Стоунер ответил не сразу. Он подумал о прошедших двух днях, о молчаливой борьбе, которая, казалось, не имела ни цели, ни смысла; подумал о своих семи годах в университете; подумал о годах более ранних, о далеких годах на родительской ферме и о мертвенном оцепенении, от которого он был чудесным образом пробужден к жизни.
– Не знаю, – вымолвил он наконец. – Всё, по-моему. Не могу сказать.
– Трудно тебе тут, оставшемуся, будет, – заметил Мастерс.
– Я знаю, – сказал Стоунер.
– Но считаешь, игра стоит свеч.
Стоунер кивнул. Мастерс усмехнулся и проговорил со своей обычной иронией:
– Да, фигура у тебя тощая, вид голодный. Ты обречен, мой друг.
На лице Финча печальный укор уступил место пробному, неуверенному презрению.
– Пройдет время, и ты пожалеешь об этом, Билл, – произнес он хриплым, полуугрожающим-полужалостливым голосом. Стоунер кивнул.
– Может быть, – сказал он.
Он попрощался с ними и пошел по своим делам. Им завтра предстояло ехать в Сент-Луис в вербовочный пункт, а ему надо было готовиться к занятиям со студентами.
Он не испытывал из-за своего решения чувства вины и, когда объявили общий призыв, подал заявление об отсрочке без особых сожалений; но он понимал значение взглядов, которые бросали на него старшие коллеги, и под внешней вежливостью студентов нередко давало себя знать лезвие неуважения. Ему даже показалось, что Арчер Слоун, который, узнав, что он остается в университете, тепло его поддержал, затем, спустя несколько месяцев войны, стал к нему суше и холоднее.

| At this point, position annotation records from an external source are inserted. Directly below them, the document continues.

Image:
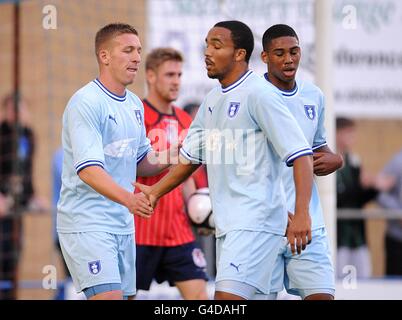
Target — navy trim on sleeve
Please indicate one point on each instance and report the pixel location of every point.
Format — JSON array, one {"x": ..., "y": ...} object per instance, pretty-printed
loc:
[
  {"x": 298, "y": 154},
  {"x": 188, "y": 156},
  {"x": 319, "y": 146}
]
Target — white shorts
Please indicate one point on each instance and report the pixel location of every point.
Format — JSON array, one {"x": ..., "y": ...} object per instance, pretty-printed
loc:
[
  {"x": 246, "y": 257},
  {"x": 307, "y": 273},
  {"x": 95, "y": 258}
]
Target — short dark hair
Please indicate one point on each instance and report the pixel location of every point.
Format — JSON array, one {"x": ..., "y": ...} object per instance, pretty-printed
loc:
[
  {"x": 242, "y": 36},
  {"x": 159, "y": 55},
  {"x": 342, "y": 123},
  {"x": 110, "y": 31},
  {"x": 191, "y": 106},
  {"x": 277, "y": 31}
]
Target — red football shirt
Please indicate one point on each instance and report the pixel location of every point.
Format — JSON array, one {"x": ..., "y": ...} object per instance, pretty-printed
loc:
[{"x": 169, "y": 224}]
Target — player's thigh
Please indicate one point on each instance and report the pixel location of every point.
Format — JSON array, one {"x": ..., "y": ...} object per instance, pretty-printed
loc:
[
  {"x": 91, "y": 257},
  {"x": 278, "y": 272},
  {"x": 247, "y": 257},
  {"x": 312, "y": 271},
  {"x": 195, "y": 289},
  {"x": 148, "y": 261},
  {"x": 183, "y": 262}
]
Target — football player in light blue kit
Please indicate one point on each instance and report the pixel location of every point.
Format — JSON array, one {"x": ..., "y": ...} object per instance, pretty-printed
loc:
[
  {"x": 244, "y": 133},
  {"x": 310, "y": 274},
  {"x": 105, "y": 148}
]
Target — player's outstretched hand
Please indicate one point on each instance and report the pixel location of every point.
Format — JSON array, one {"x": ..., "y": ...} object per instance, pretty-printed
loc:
[
  {"x": 140, "y": 205},
  {"x": 299, "y": 232},
  {"x": 147, "y": 191},
  {"x": 326, "y": 163}
]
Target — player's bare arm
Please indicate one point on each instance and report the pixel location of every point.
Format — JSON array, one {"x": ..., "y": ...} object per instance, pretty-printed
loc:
[
  {"x": 100, "y": 181},
  {"x": 157, "y": 161},
  {"x": 299, "y": 229},
  {"x": 176, "y": 176},
  {"x": 325, "y": 161}
]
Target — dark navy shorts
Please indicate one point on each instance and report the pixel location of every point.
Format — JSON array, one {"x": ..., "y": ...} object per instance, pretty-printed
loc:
[{"x": 172, "y": 264}]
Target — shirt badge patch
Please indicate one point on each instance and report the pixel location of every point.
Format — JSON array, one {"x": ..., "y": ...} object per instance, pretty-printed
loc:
[
  {"x": 233, "y": 109},
  {"x": 138, "y": 116},
  {"x": 310, "y": 111},
  {"x": 94, "y": 267}
]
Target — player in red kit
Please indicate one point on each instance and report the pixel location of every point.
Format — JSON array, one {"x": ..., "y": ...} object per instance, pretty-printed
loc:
[{"x": 166, "y": 247}]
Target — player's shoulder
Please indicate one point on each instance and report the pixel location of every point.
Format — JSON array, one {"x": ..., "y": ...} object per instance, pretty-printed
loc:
[
  {"x": 309, "y": 88},
  {"x": 182, "y": 115},
  {"x": 133, "y": 98},
  {"x": 86, "y": 95}
]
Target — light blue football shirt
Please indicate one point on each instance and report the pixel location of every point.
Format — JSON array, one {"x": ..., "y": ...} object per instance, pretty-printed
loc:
[
  {"x": 105, "y": 130},
  {"x": 244, "y": 133},
  {"x": 306, "y": 103}
]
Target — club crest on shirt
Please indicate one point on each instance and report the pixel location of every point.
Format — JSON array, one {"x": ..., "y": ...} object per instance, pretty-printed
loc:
[
  {"x": 233, "y": 109},
  {"x": 198, "y": 258},
  {"x": 310, "y": 111},
  {"x": 94, "y": 267},
  {"x": 138, "y": 116}
]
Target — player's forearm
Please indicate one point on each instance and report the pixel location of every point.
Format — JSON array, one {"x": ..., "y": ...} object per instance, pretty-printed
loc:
[
  {"x": 176, "y": 176},
  {"x": 155, "y": 162},
  {"x": 303, "y": 179},
  {"x": 101, "y": 182}
]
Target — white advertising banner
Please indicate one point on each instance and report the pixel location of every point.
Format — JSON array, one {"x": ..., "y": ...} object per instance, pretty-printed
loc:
[{"x": 367, "y": 45}]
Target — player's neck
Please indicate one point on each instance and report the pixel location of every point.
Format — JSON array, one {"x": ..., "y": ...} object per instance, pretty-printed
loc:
[
  {"x": 113, "y": 86},
  {"x": 282, "y": 85},
  {"x": 235, "y": 74},
  {"x": 160, "y": 104}
]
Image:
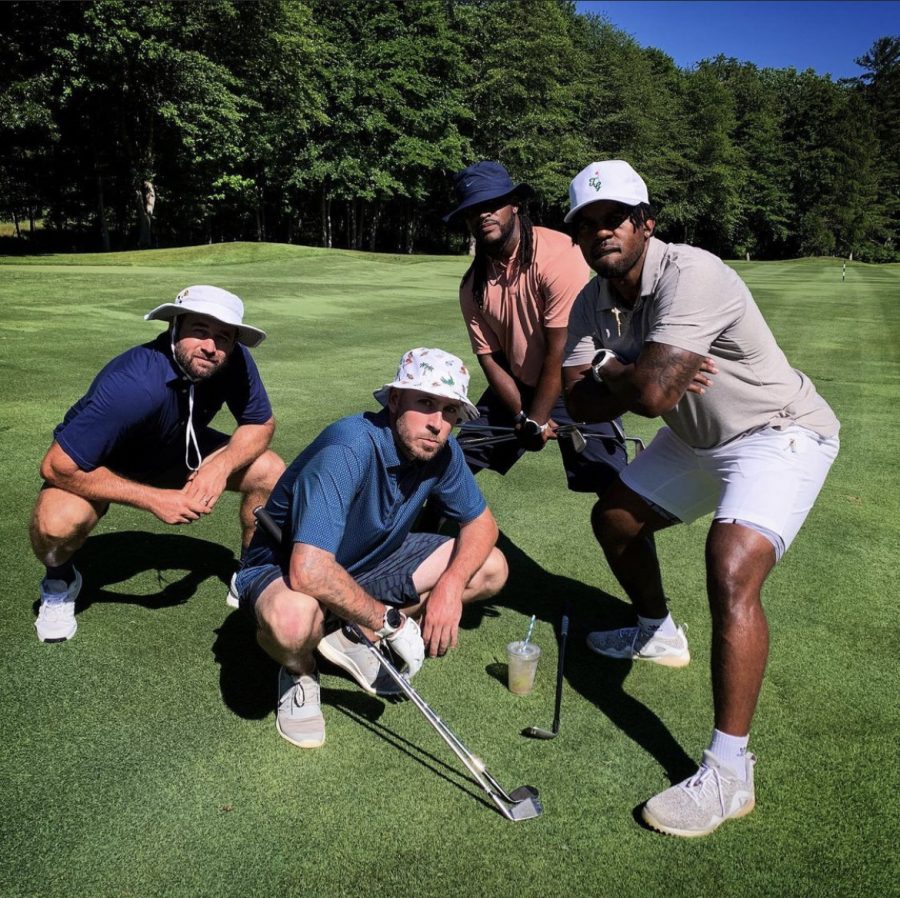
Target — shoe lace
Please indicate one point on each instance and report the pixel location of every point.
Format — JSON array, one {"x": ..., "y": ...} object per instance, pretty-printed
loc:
[
  {"x": 700, "y": 784},
  {"x": 54, "y": 610}
]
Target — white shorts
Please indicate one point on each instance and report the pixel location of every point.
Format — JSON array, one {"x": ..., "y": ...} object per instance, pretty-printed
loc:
[{"x": 768, "y": 480}]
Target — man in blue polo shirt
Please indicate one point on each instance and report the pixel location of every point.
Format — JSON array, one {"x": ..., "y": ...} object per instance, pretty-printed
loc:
[
  {"x": 140, "y": 436},
  {"x": 347, "y": 505}
]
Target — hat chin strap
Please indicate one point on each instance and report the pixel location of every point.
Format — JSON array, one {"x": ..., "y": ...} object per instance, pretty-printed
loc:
[{"x": 190, "y": 435}]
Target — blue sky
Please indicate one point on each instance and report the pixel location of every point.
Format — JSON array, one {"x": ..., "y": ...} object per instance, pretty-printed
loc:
[{"x": 824, "y": 36}]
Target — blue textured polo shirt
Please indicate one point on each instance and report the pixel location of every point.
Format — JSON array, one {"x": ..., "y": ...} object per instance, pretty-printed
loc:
[
  {"x": 133, "y": 417},
  {"x": 350, "y": 493}
]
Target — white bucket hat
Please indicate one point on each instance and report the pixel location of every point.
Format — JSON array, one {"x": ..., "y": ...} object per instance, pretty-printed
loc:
[
  {"x": 435, "y": 372},
  {"x": 611, "y": 180},
  {"x": 214, "y": 302}
]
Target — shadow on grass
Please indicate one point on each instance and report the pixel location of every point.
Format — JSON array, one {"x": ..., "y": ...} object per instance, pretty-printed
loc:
[
  {"x": 533, "y": 590},
  {"x": 248, "y": 678},
  {"x": 181, "y": 563}
]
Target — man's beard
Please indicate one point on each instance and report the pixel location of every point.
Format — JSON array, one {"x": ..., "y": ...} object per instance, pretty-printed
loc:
[
  {"x": 616, "y": 265},
  {"x": 407, "y": 441},
  {"x": 495, "y": 245},
  {"x": 185, "y": 362}
]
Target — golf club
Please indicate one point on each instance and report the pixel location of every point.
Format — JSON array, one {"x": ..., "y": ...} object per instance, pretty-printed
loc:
[
  {"x": 540, "y": 732},
  {"x": 485, "y": 435},
  {"x": 579, "y": 438},
  {"x": 520, "y": 804}
]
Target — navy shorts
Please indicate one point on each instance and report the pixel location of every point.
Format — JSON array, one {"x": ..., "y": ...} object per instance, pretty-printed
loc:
[
  {"x": 389, "y": 581},
  {"x": 172, "y": 472},
  {"x": 591, "y": 471}
]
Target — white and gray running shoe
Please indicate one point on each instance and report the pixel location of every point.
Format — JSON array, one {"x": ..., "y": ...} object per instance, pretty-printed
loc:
[
  {"x": 233, "y": 599},
  {"x": 704, "y": 801},
  {"x": 635, "y": 644},
  {"x": 298, "y": 715},
  {"x": 56, "y": 616},
  {"x": 359, "y": 662}
]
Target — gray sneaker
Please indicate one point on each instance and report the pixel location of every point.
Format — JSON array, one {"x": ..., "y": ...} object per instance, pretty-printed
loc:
[
  {"x": 635, "y": 644},
  {"x": 233, "y": 599},
  {"x": 703, "y": 801},
  {"x": 56, "y": 616},
  {"x": 359, "y": 662},
  {"x": 299, "y": 711}
]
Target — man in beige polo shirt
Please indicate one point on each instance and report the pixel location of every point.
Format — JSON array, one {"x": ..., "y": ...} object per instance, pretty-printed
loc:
[
  {"x": 753, "y": 446},
  {"x": 515, "y": 299}
]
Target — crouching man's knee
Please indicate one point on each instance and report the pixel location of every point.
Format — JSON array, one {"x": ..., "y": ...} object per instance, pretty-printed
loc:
[
  {"x": 289, "y": 622},
  {"x": 490, "y": 578}
]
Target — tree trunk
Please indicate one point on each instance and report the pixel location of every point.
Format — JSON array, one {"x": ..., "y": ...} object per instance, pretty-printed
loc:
[
  {"x": 360, "y": 224},
  {"x": 410, "y": 233},
  {"x": 101, "y": 216},
  {"x": 351, "y": 229},
  {"x": 146, "y": 199},
  {"x": 326, "y": 221},
  {"x": 373, "y": 226}
]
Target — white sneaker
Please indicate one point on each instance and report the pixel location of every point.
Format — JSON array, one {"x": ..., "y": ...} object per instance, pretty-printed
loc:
[
  {"x": 635, "y": 644},
  {"x": 233, "y": 599},
  {"x": 298, "y": 714},
  {"x": 56, "y": 616},
  {"x": 359, "y": 662},
  {"x": 704, "y": 801}
]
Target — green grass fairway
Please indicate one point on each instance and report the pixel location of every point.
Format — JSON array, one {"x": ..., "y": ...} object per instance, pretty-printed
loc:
[{"x": 141, "y": 759}]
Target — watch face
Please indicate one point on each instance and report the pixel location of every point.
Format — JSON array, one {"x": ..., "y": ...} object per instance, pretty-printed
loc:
[{"x": 393, "y": 618}]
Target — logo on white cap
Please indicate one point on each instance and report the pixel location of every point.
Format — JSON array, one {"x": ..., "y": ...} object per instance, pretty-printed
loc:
[{"x": 613, "y": 180}]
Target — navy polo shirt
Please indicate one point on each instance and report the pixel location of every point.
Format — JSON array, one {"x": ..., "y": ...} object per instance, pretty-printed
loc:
[
  {"x": 134, "y": 415},
  {"x": 350, "y": 493}
]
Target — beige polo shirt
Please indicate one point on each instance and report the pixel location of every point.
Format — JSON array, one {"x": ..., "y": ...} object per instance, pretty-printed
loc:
[
  {"x": 692, "y": 300},
  {"x": 519, "y": 304}
]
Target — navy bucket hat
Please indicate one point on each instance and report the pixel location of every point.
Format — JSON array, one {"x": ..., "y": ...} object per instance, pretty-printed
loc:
[{"x": 481, "y": 182}]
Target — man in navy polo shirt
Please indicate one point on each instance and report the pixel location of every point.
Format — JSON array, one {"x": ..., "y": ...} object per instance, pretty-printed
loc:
[
  {"x": 347, "y": 505},
  {"x": 140, "y": 436}
]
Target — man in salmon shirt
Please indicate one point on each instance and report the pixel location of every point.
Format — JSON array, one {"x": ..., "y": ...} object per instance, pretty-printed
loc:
[{"x": 515, "y": 299}]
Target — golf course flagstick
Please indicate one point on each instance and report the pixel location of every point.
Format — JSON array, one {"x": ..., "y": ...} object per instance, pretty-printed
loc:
[
  {"x": 520, "y": 804},
  {"x": 540, "y": 732}
]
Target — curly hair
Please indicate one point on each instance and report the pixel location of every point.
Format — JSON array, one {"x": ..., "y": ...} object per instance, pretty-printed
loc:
[{"x": 478, "y": 269}]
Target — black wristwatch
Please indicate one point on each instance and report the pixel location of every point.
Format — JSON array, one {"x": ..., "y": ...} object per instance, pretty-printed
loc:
[
  {"x": 599, "y": 361},
  {"x": 531, "y": 428},
  {"x": 393, "y": 621}
]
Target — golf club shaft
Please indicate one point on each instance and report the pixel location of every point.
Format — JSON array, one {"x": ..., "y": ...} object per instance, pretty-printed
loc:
[
  {"x": 474, "y": 765},
  {"x": 561, "y": 663}
]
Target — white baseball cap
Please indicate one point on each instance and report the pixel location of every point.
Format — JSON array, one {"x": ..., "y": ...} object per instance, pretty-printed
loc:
[
  {"x": 610, "y": 180},
  {"x": 202, "y": 299},
  {"x": 435, "y": 372}
]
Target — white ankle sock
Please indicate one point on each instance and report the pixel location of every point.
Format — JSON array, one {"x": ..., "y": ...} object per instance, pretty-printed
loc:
[
  {"x": 731, "y": 751},
  {"x": 665, "y": 626}
]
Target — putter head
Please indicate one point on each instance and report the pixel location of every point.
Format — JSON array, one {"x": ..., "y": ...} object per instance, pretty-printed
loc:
[
  {"x": 525, "y": 804},
  {"x": 539, "y": 733},
  {"x": 579, "y": 443}
]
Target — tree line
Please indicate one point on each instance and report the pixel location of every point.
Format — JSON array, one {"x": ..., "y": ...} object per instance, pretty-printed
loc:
[{"x": 339, "y": 122}]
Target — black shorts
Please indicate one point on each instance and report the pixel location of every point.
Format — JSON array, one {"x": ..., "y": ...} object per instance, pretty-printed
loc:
[
  {"x": 390, "y": 580},
  {"x": 590, "y": 471}
]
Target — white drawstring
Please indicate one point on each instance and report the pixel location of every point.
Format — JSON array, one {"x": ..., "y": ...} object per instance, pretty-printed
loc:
[{"x": 190, "y": 435}]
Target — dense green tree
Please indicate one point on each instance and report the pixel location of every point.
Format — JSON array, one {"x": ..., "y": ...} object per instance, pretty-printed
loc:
[
  {"x": 340, "y": 121},
  {"x": 879, "y": 86}
]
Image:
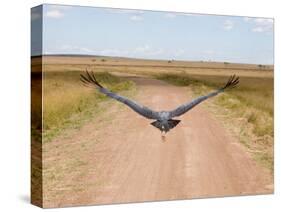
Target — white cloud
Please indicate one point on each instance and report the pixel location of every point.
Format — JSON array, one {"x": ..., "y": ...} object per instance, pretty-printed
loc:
[
  {"x": 228, "y": 25},
  {"x": 179, "y": 52},
  {"x": 54, "y": 14},
  {"x": 170, "y": 15},
  {"x": 209, "y": 52},
  {"x": 125, "y": 11},
  {"x": 136, "y": 18},
  {"x": 263, "y": 25},
  {"x": 247, "y": 19}
]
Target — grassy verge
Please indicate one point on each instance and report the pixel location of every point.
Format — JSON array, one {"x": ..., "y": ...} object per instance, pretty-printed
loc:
[
  {"x": 246, "y": 111},
  {"x": 67, "y": 104}
]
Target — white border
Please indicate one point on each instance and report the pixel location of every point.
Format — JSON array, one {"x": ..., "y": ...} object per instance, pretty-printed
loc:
[{"x": 15, "y": 106}]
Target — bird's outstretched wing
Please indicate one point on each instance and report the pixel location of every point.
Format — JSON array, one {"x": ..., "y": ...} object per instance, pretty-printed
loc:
[
  {"x": 231, "y": 83},
  {"x": 89, "y": 79}
]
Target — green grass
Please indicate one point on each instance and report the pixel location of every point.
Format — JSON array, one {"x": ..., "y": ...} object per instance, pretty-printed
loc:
[
  {"x": 249, "y": 108},
  {"x": 69, "y": 104}
]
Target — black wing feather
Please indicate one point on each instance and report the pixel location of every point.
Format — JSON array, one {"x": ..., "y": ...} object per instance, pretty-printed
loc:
[
  {"x": 231, "y": 83},
  {"x": 89, "y": 79}
]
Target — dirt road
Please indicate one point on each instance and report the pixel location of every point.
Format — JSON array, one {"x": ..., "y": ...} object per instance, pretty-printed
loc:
[{"x": 123, "y": 158}]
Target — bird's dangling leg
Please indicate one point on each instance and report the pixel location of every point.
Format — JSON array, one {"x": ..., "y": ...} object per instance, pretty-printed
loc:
[{"x": 163, "y": 136}]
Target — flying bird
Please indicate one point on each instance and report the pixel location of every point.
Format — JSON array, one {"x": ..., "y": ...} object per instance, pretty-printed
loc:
[{"x": 163, "y": 119}]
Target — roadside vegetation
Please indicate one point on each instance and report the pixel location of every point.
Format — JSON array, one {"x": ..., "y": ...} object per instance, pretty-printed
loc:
[
  {"x": 247, "y": 110},
  {"x": 67, "y": 104}
]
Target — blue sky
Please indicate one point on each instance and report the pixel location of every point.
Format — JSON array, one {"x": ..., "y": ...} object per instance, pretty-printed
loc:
[{"x": 155, "y": 35}]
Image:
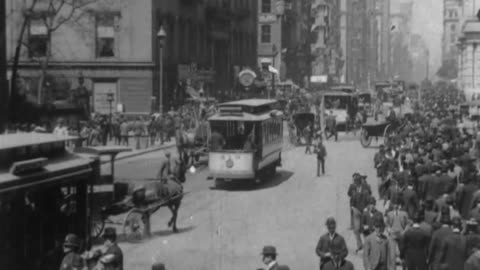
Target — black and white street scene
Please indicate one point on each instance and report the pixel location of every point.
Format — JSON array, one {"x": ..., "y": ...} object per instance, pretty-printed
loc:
[{"x": 240, "y": 134}]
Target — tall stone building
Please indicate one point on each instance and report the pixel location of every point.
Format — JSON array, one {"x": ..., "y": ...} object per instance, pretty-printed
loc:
[
  {"x": 452, "y": 14},
  {"x": 327, "y": 52},
  {"x": 114, "y": 45}
]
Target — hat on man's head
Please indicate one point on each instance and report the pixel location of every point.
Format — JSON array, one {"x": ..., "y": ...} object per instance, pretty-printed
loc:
[
  {"x": 379, "y": 222},
  {"x": 109, "y": 233},
  {"x": 269, "y": 250},
  {"x": 456, "y": 222},
  {"x": 71, "y": 241},
  {"x": 158, "y": 266},
  {"x": 331, "y": 221}
]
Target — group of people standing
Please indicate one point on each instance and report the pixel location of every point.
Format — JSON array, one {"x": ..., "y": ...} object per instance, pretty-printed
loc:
[{"x": 429, "y": 185}]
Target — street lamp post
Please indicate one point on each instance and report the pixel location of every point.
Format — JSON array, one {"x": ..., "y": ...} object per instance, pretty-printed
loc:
[
  {"x": 110, "y": 99},
  {"x": 274, "y": 53},
  {"x": 161, "y": 35}
]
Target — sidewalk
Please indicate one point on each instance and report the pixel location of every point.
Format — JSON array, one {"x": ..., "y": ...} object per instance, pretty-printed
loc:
[{"x": 138, "y": 152}]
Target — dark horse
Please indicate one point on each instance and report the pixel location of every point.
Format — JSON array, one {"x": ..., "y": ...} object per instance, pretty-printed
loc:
[{"x": 172, "y": 188}]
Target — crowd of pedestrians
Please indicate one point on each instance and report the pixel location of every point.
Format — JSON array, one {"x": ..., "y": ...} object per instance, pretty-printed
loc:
[{"x": 430, "y": 193}]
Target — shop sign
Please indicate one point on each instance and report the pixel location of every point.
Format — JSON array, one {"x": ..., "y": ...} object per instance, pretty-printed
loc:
[
  {"x": 100, "y": 97},
  {"x": 246, "y": 77},
  {"x": 267, "y": 18}
]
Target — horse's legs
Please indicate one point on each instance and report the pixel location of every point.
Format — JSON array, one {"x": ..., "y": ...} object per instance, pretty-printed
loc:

К весне 1918 года докторская диссертация у него была готова, и в июне ему присвоили степень. Месяцем раньше он получил письмо от Гордона Финча, который окончил офицерские курсы и был направлен в тренировочный лагерь поблизости от Нью-Йорка. В свободное время, писал Финч, ему разрешили заниматься в Педагогическом колледже нью-йоркского Колумбийского университета, и там он тоже сумел сделать все необходимое, чтобы стать доктором философии; диплом он должен был получить летом.
А еще Финч сообщил ему, что Дэйва Мастерса отправили во Францию и там почти ровно через год после того, как он записался в армию США, он участвовал в первых боях экспедиционных сил и был убит под Шато-Тьерри.